“The only thing we have to fear is fear itself.” – Franklin D. Roosevelt, 1933 Presidential Inaugural Address
If the massive ups and downs in this market over the last couple of weeks have left you feeling queasy, well, you are not alone. I have been keeping a bottle of Pepto Bismol within reach (just kidding – it’s actually more like three bottles!).
We can see and feel the anxiety with every market open, and it soon degenerates into a game of chicken to see who can get out the door first. This stress-fueled situation is a far cry from the conditions we have enjoyed for the past few years, but when the landscape changes, we have to identify it and make our move.
Markets move with electrifying speed these days and far more velocity and acceleration than we are used to. Five percent drops that years ago would have taken a few months to occur are happening within weeks. The scary nosedives are making us all wonder if this time is “The Big One,” and naturally we remove ourselves from the situation. The sidelines are not a bad place to be when you are uncomfortable, especially because it appears that volatility is here to stay.
When market volatility is low, there is much more confidence that markets won’t whipsaw, but when the boat starts tilting from one side to the next then there is the potential for sea sickness. With outcomes unknown, we are left to wonder if the end is nigh. Of course, those investors who bet on any outcome always lose.
The fear we see each day is created by our own internal uncertainties about the outcome of negative geopolitical situations: the Ebola crisis, the ISIS insurgency, Russia v. Ukraine, Israel v. Hamas, the Fed policy – the list goes on.
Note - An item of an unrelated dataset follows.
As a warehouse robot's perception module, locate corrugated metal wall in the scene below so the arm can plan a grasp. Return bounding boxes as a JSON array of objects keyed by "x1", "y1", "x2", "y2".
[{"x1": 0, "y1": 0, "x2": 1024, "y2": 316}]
None of these have a clear cut, positive resolution in the foreseeable future, so if investors believe it is “The End” due to one (or a few) of these issues, why should they be left holding the bag? It’s time to cut and run!
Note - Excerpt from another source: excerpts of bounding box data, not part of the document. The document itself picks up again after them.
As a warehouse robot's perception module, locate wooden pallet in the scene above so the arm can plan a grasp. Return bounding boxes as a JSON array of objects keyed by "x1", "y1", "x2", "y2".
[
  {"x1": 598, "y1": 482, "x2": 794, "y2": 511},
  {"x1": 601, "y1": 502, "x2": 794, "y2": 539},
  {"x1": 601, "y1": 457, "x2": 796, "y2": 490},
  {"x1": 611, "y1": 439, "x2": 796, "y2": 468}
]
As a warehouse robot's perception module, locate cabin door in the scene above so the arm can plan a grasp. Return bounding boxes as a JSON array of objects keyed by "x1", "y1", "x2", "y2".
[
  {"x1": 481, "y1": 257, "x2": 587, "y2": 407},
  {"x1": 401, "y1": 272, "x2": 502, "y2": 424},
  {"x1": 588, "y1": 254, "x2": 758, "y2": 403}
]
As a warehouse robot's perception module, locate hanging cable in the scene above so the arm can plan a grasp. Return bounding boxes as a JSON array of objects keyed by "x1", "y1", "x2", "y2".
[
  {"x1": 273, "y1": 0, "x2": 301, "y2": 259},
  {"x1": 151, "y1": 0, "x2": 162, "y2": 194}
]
There are a few reasons not to panic:
Markets are still within striking distance of new highs and have tons of room to come down – without even damaging the long-term uptrend.
We can look at history and the charts to see how uncertain outcomes eventually resolve in markets. Without a doubt, the fear of putting money to work fades every time. But what is your time frame? Are you trading short term or long term? Market volatility creates great investing opportunities in the long term. When prices drop, they eventually head back up – history tells us this. Even in the short term, wild movements create some trading opportunities.
The bottom line:
Use the fear and uncertainty of market volatility to your advantage. These moments are not common, AND they offer some fantastic opportunities to take profits. Investors and traders tend to make the most money when fear peaks. Is now one of those moments? Which side do you want to be on?